Yesterday, the Fifth Circuit granted rehearing en banc in W.M.M. v. Trump. This case, formerly known as A.A.R.P. v. Trump, presents a challenge to President Trump's use of the Alien Enemies Act to remove certain aliens. On September 2, the merits panel opinion ruled against Trump. Judge Southwick wrote the majority opinion, and he was joined by Judge Ramirez. Judge Oldham wrote a blistering dissent.
At the time, I wondered whether the Solicitor General would simply seek certiorari, or seek rehearing en banc. The former option would get a resolution sooner, but the government may have worried that the Court would not grant review in the absence of a circuit split. So filing an en banc petition was probably the safer bet. And indeed, the government sought rehearing en banc, which was granted.
The Fifth Circuit has seventeen active members, which means that at least nine members voted to rehear the case. There are decent odds that if nine members vote to rehear the case, then nine members will vote to reverse the panel opinion, but those sorts of predictions are tough to make. And as often happens on the Fifth Circuit, the en banc court may fracture, and there will be a judgment, but not a single controlling opinion. One judge usually simply concurs in judgment, making a majority even tougher to cobble together.
After the court granted rehearing, Judge Southwick issued an unusual opinion: he dissented from the grant of rehearing en banc.
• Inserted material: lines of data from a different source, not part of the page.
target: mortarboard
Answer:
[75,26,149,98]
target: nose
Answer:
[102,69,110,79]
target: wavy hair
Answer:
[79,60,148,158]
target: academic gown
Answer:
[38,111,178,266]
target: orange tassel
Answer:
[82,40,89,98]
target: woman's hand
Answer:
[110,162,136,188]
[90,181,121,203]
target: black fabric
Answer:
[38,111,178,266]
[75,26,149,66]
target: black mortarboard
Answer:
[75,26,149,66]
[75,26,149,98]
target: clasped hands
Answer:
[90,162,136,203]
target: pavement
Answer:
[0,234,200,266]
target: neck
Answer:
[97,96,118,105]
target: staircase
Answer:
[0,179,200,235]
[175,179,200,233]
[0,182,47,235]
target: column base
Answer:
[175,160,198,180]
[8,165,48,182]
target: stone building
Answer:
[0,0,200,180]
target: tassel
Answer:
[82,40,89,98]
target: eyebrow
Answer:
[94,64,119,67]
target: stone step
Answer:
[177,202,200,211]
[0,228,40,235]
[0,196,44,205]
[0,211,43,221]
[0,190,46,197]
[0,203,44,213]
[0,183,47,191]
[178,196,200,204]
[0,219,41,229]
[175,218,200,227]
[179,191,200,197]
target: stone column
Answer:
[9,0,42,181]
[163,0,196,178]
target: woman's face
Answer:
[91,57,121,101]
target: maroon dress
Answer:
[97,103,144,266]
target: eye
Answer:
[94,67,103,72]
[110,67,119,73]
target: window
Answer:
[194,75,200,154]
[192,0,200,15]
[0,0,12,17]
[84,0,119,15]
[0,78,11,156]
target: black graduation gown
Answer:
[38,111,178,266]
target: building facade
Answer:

A prompt, final resolution of this case is in the legitimate interests of all parties, whatever lesser interests of either side of the litigation might be served by the delay of en banc in this court. It is, I believe, also in the country's best interest that additional, necessarily inconclusive, inferior-court determinations not delay the Supreme Court's reclaiming this case. I therefore respectfully dissent from the grant of rehearing en banc.
We all know what a dissental is. There is also a disgrantle, as Judge VanDyke explained: a dissent from the grant of rehearing en banc. My colleague Eugene Volokh described the disgrantle as a "nonce word," which is a "on one specific occasion or in one specific text or writer's works." Well, I'm using disgrantle here.
I searched the Fifth Circuit database for the phrase "dissenting from the grant of rehearing en banc." No other hits came up. I know of at least one instance in which this mechanism was used. Way back in 2008, Judge Smith dissented from the grant of rehearing en banc, though he styled his opinion as just a dissent: United States v. Seale, 550 F.3d 377 (5th Cir. 2008). I'm sure there are other such cases, but they are rare.
I am aware of one case where four members of the Supreme Court dissented from the grant of certiorari: American Tradition Partnership v. Bullock (2012)
I also want to flag Judge Ho's brief concurrence in W.M.M.:
Our colleague opposes rehearing en banc on grounds of delay. But the burden of any delay falls on the Government. And the Government asked for rehearing en banc, rather than seek certiorari in the Supreme Court. Perhaps we could have minimized delay by declaring last year in United States v. Abbott, 110 F.4th 700 (5th Cir. 2024), that the Judiciary has no business telling the Executive that it can't treat incursions of illegal aliens as an invasion. [FN1] But we are where we are. The issue is obviously compelling. I concur in the grant of rehearing en banc.
FN1: As the Government points out in its petition for rehearing en banc, "[t]he border crisis grew so dire that Texas invoked the constitutional promise that the federal government 'shall protect each of [the States] against Invasion.'" Pet'n for Reh'g En Banc 4, W.M.M. v. Trump, No. 25-10534 (5th Cir. Sep. 22, 2025) (quoting U.S. Const. art. IV, § 4, and citing Letter from Governor Abbott to President Biden 1-3 (Nov. 16, 2022)) (cleaned up).
Well before Trump came into office, Judge Ho opined that determinations under the Invasion Clause were not justiciable. (See Rob Natelson's post on this opinion.) Judge Ho was well ahead of the curve. If Judge Ho was right, then W.M.M. becomes a much easier case. Ho's view did not receive any other votes in 2024. And I was surprised that Judge Oldham's dissent in W.M.M. did not cite Ho's concurrence. We will see what happens on the en banc court this time around.